For example, consider the inactivation of a drug (X), present in the body in an overwhelming quantity, by an enzyme (Y) present in a limited concentration in cells and having a specific maximum capacity to inactivate X. A sufficiently high concentration of X would "saturate" Y and make the system operate at, effectively, its maximum velocity; the amount of X inactivated per unit time would be constant and would depend on the maximum velocity per mass of Y and the total amount of Y present in the body; modest changes in concentration of X would not detectably change the velocity of the system operating at virtually its maximum rate. (Recollect the shape of the velocity - substrate concentration curve.) The reaction velocity would be independent of the concentrations of both X and Y. Eventually, the concentration of X would decrease to the point that it did not saturate Y, and the inactivation would proceed according to first-order kinetics.

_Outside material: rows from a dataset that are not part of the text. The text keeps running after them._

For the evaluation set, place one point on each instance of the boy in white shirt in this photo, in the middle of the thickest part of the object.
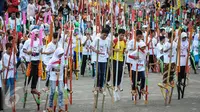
(167, 56)
(86, 43)
(102, 56)
(138, 67)
(160, 53)
(183, 58)
(33, 48)
(55, 67)
(152, 41)
(9, 70)
(48, 53)
(195, 50)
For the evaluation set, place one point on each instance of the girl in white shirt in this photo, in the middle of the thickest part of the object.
(9, 69)
(160, 53)
(167, 56)
(138, 65)
(183, 57)
(55, 67)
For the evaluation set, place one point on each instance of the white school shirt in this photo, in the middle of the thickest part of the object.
(31, 10)
(152, 46)
(184, 52)
(11, 66)
(50, 47)
(195, 46)
(27, 57)
(0, 73)
(159, 47)
(103, 47)
(35, 49)
(86, 47)
(53, 76)
(167, 45)
(11, 23)
(140, 62)
(131, 46)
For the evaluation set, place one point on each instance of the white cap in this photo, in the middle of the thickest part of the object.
(144, 26)
(183, 34)
(142, 44)
(31, 27)
(36, 31)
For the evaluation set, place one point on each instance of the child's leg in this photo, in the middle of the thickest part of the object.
(173, 67)
(1, 99)
(53, 88)
(129, 67)
(47, 79)
(165, 74)
(108, 79)
(120, 70)
(133, 79)
(93, 71)
(6, 86)
(11, 81)
(102, 74)
(34, 73)
(60, 94)
(99, 75)
(114, 72)
(142, 77)
(83, 66)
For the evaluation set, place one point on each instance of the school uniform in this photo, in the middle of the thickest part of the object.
(167, 57)
(118, 57)
(9, 74)
(34, 59)
(152, 51)
(86, 53)
(1, 92)
(183, 60)
(102, 59)
(55, 67)
(160, 54)
(138, 66)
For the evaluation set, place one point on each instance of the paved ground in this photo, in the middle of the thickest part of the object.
(83, 97)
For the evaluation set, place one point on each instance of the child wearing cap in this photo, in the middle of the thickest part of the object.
(9, 70)
(118, 57)
(160, 53)
(138, 67)
(183, 57)
(102, 56)
(167, 57)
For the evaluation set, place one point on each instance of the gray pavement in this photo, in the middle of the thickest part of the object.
(83, 97)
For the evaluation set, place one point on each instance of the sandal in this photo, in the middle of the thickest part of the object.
(49, 109)
(34, 91)
(60, 110)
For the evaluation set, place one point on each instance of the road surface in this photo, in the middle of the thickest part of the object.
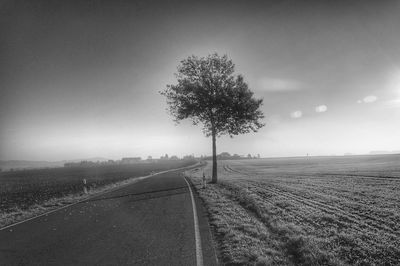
(150, 222)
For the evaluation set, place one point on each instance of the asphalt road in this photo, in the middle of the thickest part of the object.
(147, 223)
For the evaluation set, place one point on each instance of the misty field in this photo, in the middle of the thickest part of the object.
(306, 211)
(22, 189)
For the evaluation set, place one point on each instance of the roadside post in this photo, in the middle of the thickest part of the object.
(84, 186)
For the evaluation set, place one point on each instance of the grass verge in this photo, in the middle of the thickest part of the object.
(247, 234)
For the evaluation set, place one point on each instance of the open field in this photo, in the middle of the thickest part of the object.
(22, 189)
(306, 211)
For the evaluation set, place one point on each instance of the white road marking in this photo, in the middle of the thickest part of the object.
(136, 179)
(199, 251)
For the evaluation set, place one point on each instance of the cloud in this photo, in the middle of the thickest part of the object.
(296, 114)
(368, 99)
(277, 85)
(321, 108)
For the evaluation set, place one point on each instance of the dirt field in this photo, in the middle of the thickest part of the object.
(309, 210)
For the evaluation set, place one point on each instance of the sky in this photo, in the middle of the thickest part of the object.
(81, 79)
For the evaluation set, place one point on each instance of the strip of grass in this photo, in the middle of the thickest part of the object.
(303, 217)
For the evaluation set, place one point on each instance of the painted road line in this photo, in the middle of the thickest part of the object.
(135, 180)
(199, 251)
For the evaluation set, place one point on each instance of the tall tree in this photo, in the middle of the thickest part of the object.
(209, 93)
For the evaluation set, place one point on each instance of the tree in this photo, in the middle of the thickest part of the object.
(209, 93)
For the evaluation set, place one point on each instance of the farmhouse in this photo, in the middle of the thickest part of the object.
(130, 160)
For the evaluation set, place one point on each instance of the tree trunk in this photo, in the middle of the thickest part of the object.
(214, 176)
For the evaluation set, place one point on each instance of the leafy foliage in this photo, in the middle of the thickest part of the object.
(208, 92)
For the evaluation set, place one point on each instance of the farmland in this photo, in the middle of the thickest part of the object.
(306, 210)
(23, 189)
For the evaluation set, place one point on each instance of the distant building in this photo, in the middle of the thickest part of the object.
(130, 160)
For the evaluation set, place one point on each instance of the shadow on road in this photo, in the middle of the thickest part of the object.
(145, 195)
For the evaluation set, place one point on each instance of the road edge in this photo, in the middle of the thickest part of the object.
(135, 180)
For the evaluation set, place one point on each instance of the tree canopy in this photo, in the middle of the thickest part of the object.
(208, 92)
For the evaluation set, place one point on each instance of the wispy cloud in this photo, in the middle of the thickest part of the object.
(321, 108)
(279, 85)
(296, 114)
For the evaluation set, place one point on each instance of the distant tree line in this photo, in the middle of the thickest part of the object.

For a zero-order reaction, the plot of C (not ln or log C) against t yields a straight line: C = C0 - b0t, in which the slope (b0) is in units of concentration per unit time. The amount of change in concentration per unit time is constant; in the case of first-order kinetics, the fractional change in concentration per unit time is constant.
Following administration of a drug eliminated by zero-order kinetics, the linear plot of C against t can be used to infer C0 and C and (if the dose is known) Vd, but no half-life (t1/2) can be determined. The elegant properties of multiple dose regimens (q.v.) for drugs eliminated according to first-order kinetics do not obtain for drugs eliminated by zero-order kinetics: Cmax for "zero-order drugs"
does not approach Css,max as an asymptote; for zero-order drugs, Cmax increases progressively without limit with each dose, when equal doses are administered at equal intervals. Drugs which obey first-order kinetics with low doses may obey zero-order kinetics with large doses.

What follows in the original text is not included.